The car, whose price is as yet undisclosed, will offer driving sensations ranging from loud and viciously punchy to smooth and silent. There's a menu of 13 different drive modes altogether. Front-wheel-drive low-speed cruising will be fully electric, while high-powered aggressive track driving will employ all available power from the V12 engine and electric motors.
The automaker, founded in Sant'Agata Bolognese Italy in 1963 and still headquartered there, is not resting on its laurels: Everything in this car is new, including the gas engine which was developed specifically for this new car, Lamborghini said in its announcement.
Even the engine's orientation within the the car is different. In past Lamborghini V12 models, starting with the Countach, the engine's power was sent toward the front of the cars and the transmission was between the two seats. From there, engine power was rerouted through spinning driveshafts to the back wheels or, in many newer models, to all four wheels.
In the Revuelto, the engine points towards the back to make room for battery packs that take up the space between the seats. This arrangement allows the car, despite the addition of heavy batteries, to maintain ideal weight distribution with 44% of the car's weight on the front wheels and 56% on on the back. The gasoline engine's power, along with power from one electric motor, goes only to the Revuelto's back wheels through an eight-speed transmission.
Two more electric motors power each of the car's front wheels, providing all-wheel-drive. The front wheels' two independent motors also enable "torque vectoring," with differing amounts of power being sent to each front wheel as needed for optimal cornering and traction.
The Reveulto's batteries can be charged through a plug, like an electric car, providing a certain amount of purely electric driving. Lamborghini did not say how long the car could drive on battery power alone, however.
Once the batteries no longer have enough power to drive the car on purely electric power, it will operate like a standard hybrid, switching between electric and gasoline power -- or a combination of the two -- as needed. The batteries can also be recharged when braking or by taking some power from the gasoline engine at times.
To save weight, the car's body is made largely from carbon fiber although rear structures are made from aluminum alloys.

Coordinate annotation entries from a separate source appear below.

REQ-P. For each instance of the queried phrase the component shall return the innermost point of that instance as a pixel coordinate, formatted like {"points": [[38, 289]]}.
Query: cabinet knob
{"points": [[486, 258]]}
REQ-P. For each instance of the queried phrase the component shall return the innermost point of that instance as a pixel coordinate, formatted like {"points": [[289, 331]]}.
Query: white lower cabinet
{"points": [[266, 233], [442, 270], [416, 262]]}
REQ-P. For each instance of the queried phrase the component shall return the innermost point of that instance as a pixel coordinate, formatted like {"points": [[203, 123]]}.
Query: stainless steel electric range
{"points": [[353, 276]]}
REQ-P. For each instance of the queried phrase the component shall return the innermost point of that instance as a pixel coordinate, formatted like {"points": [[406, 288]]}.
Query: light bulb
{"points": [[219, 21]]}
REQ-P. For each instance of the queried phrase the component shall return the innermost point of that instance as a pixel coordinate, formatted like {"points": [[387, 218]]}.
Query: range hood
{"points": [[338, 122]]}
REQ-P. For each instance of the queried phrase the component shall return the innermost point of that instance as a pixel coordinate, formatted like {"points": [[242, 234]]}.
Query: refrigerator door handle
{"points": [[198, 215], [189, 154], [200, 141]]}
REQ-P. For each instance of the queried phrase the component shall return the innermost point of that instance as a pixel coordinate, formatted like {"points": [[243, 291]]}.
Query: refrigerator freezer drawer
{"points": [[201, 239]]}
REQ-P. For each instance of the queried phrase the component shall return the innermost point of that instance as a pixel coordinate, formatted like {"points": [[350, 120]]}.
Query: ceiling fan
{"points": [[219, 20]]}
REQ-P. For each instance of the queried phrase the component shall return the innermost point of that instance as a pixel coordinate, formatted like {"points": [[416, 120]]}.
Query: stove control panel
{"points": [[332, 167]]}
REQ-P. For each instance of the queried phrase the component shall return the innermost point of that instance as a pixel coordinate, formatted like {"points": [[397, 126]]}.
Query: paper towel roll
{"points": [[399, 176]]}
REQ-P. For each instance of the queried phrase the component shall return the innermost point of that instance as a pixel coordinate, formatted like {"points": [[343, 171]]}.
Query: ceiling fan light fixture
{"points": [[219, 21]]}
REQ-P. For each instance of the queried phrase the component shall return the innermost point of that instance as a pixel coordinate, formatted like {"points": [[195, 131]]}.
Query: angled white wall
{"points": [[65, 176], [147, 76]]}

The new V12 engine is also slightly lighter -- by 37.5 pounds -- than the engine in the Aventador supercar it's replacing.
The plug-in replacement for Lamborghini's other, less expensive supercar, the V10 powered Huracán, will be revealed later. Lamborghini's SUV, the Urus, will also become a plug-in hybrid but, unlike the supercars, will not be replaced with an entirely new model as part of that change.

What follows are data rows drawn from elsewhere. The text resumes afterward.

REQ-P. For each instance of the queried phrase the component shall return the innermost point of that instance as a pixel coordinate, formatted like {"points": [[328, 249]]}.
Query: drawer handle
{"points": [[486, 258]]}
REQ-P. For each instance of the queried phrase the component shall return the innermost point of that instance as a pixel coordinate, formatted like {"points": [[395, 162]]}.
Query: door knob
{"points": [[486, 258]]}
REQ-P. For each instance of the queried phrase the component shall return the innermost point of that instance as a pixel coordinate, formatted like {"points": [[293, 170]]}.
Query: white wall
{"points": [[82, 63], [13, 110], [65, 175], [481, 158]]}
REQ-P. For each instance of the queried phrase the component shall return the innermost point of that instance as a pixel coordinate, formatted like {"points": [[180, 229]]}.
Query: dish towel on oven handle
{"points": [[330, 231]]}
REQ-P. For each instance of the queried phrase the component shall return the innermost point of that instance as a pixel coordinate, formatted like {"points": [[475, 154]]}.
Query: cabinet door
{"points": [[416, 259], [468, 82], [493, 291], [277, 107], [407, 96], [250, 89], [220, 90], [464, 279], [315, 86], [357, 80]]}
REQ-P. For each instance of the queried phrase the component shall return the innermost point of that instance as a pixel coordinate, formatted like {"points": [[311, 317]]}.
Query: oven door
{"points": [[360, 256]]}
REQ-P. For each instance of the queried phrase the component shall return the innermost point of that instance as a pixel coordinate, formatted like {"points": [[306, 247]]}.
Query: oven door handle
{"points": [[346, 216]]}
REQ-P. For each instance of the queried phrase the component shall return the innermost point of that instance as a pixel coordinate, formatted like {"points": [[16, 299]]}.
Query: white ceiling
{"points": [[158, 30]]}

Lamborghini has not yet announced the price of the Revuelto but all these new plug-in hybrid models will cost significantly more than the models they replace, Winkelmann said. Prices for the Lamborghini Aventador, the brands last V12 model, started at around half a million dollars.
Once both the V12 Revuelto and the V10 Huracan replacement go into production they will be built on the same assembly line at Lamborghini's headquarters, Winkelmann said. Today, those two models are built on separate production lines inside the same factory building. The new supercars will also share more parts wtth one another than they do today. Still, the sharing of parts and production lines will do little to offset the increased cost of the shift to plugin hybrid power, he said.

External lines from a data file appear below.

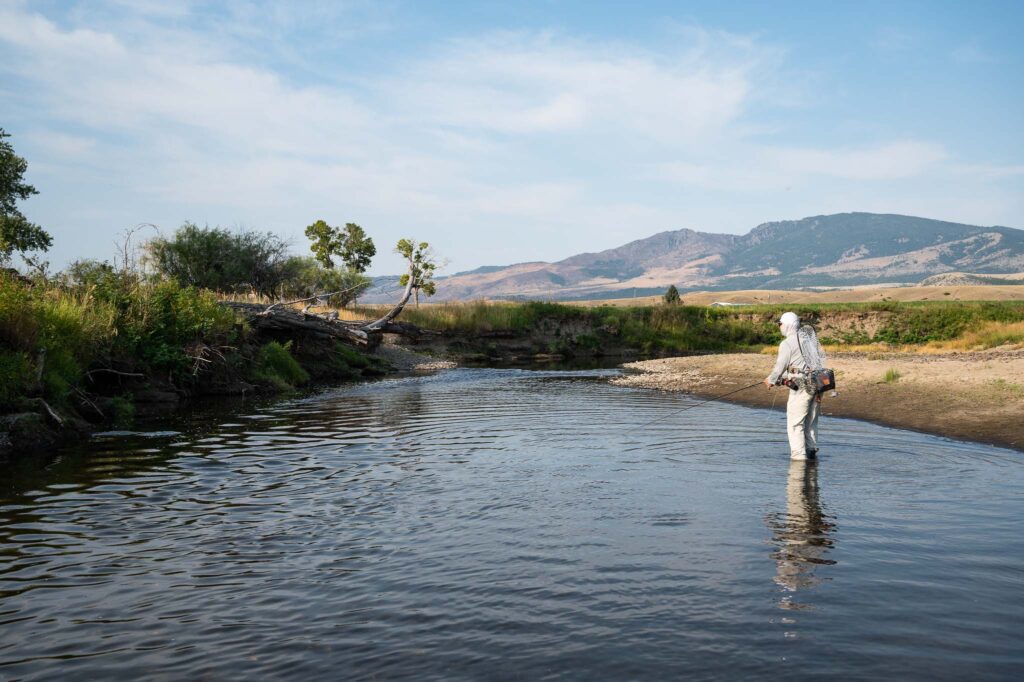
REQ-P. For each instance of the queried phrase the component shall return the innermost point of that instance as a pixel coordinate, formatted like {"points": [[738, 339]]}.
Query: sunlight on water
{"points": [[510, 523]]}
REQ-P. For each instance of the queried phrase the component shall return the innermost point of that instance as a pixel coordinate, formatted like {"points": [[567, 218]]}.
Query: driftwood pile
{"points": [[282, 318]]}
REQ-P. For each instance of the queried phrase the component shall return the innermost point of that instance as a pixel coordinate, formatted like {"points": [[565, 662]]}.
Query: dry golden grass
{"points": [[856, 295]]}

The Urus SUV, which is produced in much higher volumes than the supercars, will continue to be built in a separate factory.
The floor space freed up by putting the plug-in hybrid supercars onto a single assembly line could be used to build Lamborghini's next new model, a full electric car expected to be unveiled in 2028, WInkelmann said. That model will be a four-seat car and not a traditional supercar.
Given current battery technology, an electric Lamborghini supercar just isn't possible, Winkelmann has said, because the batteries are simply too heavy.